People with HIV may have a heightened risk for developing anal lesions caused by human papilloma-  virus (HPV)—whether or not they’ve ever had anal sex. A Parisian study of HIV-positive volunteers found that 36 percent of heterosexual women and men, and about twice as many gay men, had anal lesions. It’s believed that at least some of these lesions can eventually turn into anal cancer. While anal cancer is rare among negative people and generally develops slowly, it’s more common among HIV-positive people.

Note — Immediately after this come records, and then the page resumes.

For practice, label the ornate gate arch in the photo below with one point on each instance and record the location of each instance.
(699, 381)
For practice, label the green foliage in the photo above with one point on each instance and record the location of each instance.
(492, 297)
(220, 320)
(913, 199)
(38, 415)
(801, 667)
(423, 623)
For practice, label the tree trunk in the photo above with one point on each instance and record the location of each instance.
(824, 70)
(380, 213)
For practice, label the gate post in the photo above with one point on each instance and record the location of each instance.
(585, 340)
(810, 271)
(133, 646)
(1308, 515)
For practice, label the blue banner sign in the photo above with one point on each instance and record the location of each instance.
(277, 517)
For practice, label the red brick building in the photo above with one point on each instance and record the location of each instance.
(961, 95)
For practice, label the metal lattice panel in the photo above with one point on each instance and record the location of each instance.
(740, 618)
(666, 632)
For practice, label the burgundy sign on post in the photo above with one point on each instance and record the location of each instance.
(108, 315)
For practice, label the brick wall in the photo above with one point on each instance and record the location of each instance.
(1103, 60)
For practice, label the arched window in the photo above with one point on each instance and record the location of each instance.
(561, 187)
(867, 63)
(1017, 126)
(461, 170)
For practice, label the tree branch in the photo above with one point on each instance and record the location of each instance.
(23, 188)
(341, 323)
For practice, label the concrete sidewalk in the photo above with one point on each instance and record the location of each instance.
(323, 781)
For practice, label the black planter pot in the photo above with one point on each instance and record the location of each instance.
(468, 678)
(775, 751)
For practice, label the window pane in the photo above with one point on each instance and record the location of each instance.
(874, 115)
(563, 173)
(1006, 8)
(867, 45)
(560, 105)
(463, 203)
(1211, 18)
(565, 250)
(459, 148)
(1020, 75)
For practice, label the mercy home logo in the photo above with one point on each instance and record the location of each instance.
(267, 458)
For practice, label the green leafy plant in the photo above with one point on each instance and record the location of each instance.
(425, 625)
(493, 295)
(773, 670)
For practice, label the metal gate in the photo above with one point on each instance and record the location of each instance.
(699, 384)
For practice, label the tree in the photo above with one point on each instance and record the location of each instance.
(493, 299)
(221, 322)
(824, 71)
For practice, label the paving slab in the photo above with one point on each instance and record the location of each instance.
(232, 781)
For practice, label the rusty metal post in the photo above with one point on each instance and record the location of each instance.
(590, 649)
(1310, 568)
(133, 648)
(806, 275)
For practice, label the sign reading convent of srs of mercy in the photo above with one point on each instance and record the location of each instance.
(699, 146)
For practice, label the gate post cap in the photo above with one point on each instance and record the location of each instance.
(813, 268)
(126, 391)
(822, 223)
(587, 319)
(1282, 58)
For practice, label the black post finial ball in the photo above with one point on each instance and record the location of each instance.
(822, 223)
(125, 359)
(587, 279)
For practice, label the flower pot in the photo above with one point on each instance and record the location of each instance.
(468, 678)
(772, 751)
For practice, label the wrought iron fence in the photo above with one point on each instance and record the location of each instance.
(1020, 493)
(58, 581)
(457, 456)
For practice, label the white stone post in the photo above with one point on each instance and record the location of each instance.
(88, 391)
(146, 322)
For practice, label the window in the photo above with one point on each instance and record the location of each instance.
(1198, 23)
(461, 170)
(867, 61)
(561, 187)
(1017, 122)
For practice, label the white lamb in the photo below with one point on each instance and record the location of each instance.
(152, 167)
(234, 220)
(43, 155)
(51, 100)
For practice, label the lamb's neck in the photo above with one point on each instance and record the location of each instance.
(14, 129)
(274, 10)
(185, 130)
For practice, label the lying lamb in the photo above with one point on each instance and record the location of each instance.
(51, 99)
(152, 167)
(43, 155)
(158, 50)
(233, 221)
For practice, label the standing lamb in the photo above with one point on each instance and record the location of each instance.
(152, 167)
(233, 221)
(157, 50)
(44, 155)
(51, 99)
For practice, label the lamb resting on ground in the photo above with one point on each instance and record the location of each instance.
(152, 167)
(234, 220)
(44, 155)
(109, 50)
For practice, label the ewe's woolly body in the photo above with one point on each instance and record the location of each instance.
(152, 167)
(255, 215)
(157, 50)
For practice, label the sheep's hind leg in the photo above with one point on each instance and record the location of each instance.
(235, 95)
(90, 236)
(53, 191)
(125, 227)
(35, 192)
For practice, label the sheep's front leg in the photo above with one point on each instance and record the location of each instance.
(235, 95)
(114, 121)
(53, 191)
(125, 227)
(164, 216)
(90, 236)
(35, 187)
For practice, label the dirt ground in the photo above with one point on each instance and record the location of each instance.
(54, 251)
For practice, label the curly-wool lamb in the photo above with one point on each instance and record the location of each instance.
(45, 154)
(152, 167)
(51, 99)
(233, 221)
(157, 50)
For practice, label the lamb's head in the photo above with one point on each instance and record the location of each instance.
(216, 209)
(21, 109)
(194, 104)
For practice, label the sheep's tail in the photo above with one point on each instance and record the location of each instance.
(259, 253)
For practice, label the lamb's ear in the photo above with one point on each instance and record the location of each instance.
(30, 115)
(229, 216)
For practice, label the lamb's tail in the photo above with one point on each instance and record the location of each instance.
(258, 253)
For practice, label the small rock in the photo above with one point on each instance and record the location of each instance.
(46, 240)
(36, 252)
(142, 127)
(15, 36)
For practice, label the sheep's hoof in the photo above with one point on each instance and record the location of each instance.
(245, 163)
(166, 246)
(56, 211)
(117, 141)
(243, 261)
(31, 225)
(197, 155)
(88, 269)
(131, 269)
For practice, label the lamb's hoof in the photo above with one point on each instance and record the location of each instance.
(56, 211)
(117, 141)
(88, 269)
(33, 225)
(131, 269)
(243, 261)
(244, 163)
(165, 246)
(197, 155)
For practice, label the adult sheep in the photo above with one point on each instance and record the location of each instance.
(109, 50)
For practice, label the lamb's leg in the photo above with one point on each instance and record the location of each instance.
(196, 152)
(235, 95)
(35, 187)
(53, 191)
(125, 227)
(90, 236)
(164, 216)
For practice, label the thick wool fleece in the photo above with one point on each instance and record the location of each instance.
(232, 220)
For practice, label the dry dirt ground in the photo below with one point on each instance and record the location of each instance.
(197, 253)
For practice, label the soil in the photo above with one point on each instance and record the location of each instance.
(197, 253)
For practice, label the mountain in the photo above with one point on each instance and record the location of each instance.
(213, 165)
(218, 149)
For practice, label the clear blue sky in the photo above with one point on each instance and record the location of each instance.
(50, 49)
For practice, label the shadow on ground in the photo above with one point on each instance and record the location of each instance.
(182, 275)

While Centers for Disease Control and Prevention (CDC) experts take a conservative approach to routine yearly anal screening, a growing number of HIV specialists think that regular anal Pap smears—in which a cotton swab is rubbed against the anal wall and the sample is sent to a lab—may help identify people with high-grade lesions, allowing them to be watched more closely. “Ideally,” says Joel Palefsky, MD, of the University of California at San Francisco, “I think all HIV-positive people should have a Pap smear if possible. In the absence of the full [range of Pap and follow-up tests], everyone should have an annual digital rectal exam to feel for lesions that might be cancer.” Catching cancers early increases the chance for treat-ment success.

The first step: Ask your provider for a smear, a high-resolution scope or a digital exam. Once you establish your baseline risk, you’ll know better how closely you should be monitored going forward.